Kurzer Blick am Ende in unsere heutige soziale Arbeit in der Caritas: genau darum geht es, Menschen, die sich die Freiheit nehmen, laut zu werden, störend zu werden in ihrer Not, anzusehen. Ihnen mit Respekt und Achtung zu begegnen, ja selbst wenn sie lästig fallen. Ihnen die Frage nach ihrem Willen zu stellen. Das geht wohl nicht so schnell wie im heutigen Evangelium – dort wird es verdichtet geschildert, oft braucht das Jahre, ein Einüben auf beiden Seiten, und ein geduldiges Dranbleiben. Aber dann wird immer wieder auch Heilsames geschehen, wenn Menschen einander begegnen auf Augenhöhe. Tagtäglich wiederholen sich diese Geschichten, mal sind wir einander Bartimäus, und dann und wann auch Jesus.

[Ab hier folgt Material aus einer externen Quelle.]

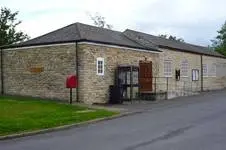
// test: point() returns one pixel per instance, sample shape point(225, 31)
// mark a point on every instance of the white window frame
point(205, 67)
point(100, 59)
point(168, 72)
point(184, 68)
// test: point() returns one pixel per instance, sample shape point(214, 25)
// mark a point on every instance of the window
point(195, 74)
point(205, 70)
point(100, 66)
point(167, 68)
point(184, 68)
point(213, 70)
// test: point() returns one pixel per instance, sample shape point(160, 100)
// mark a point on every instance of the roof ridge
point(50, 32)
point(123, 33)
point(185, 43)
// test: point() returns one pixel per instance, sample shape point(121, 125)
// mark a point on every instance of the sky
point(196, 21)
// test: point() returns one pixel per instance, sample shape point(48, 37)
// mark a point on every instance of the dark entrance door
point(145, 76)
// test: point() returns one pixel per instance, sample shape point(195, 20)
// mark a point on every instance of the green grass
point(26, 114)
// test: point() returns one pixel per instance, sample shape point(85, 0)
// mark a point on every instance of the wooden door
point(145, 76)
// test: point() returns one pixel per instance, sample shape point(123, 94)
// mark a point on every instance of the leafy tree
point(100, 21)
point(8, 24)
point(219, 43)
point(170, 37)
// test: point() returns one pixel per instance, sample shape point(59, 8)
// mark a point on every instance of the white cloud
point(194, 20)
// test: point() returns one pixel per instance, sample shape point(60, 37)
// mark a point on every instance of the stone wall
point(94, 88)
point(39, 71)
point(215, 80)
point(42, 71)
point(185, 86)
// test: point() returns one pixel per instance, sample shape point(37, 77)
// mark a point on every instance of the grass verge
point(27, 114)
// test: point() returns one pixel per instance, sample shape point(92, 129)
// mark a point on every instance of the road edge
point(64, 127)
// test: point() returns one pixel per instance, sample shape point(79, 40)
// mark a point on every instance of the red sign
point(71, 81)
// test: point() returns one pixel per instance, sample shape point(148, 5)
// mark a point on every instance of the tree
point(8, 23)
point(99, 21)
point(170, 37)
point(219, 43)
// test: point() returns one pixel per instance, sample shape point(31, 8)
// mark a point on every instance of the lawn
point(28, 114)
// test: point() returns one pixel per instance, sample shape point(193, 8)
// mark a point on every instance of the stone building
point(39, 67)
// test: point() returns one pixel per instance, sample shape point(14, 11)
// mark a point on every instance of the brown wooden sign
point(145, 76)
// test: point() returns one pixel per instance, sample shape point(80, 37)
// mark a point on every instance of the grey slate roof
point(152, 41)
point(128, 38)
point(82, 32)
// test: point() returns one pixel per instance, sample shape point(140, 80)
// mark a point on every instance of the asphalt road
point(194, 123)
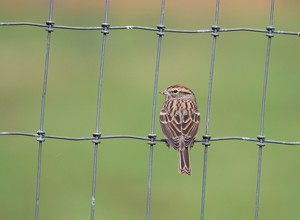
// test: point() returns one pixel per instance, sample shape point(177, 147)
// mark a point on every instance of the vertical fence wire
point(261, 136)
point(41, 132)
point(97, 133)
point(206, 137)
point(152, 136)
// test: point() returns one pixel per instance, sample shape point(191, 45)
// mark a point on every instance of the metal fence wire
point(151, 139)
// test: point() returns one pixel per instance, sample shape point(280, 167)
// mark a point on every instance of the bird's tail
point(184, 161)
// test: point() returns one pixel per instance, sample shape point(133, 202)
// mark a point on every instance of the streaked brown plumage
point(179, 119)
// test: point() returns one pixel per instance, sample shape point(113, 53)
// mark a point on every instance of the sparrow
point(179, 119)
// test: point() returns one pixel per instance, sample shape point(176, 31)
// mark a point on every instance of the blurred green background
point(126, 109)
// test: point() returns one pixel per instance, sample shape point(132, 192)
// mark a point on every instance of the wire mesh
point(151, 139)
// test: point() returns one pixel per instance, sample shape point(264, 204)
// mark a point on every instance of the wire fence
point(151, 139)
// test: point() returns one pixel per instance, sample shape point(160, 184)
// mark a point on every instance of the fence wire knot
point(50, 25)
point(105, 27)
point(215, 30)
point(160, 29)
point(152, 138)
point(270, 30)
point(97, 136)
point(206, 139)
point(41, 137)
point(261, 140)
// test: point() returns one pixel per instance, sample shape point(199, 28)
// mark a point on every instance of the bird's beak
point(164, 92)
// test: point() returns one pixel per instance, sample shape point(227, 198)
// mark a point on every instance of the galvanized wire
point(261, 136)
point(41, 132)
point(151, 139)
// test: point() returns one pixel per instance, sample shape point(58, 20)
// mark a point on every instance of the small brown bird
point(179, 119)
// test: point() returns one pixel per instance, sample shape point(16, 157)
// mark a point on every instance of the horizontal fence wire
point(151, 139)
point(141, 138)
point(155, 29)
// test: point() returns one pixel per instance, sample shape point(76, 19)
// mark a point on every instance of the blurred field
point(126, 109)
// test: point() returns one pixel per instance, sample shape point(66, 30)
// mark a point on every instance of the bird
point(179, 119)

Jeder Tag eine Gelegenheit für ein Wunder zwischen uns.
Fünf Freiheiten
Sehen und hören, was da ist,
anstatt was sein sollte,
war oder sein wird.
Sagen, was ich denke,
anstatt was man denken sollte.
Fühlen, was ich fühle,
anstatt was man fühlen sollte.
Verlangen, was ich will,
anstatt immer auf Erlaubnis zu warten.
Im eigenen Interesse Risiken auf mich nehmen,
anstatt auf Sicherheit bedacht zu sein,
um nur ja keine Unruhe zu verursachen.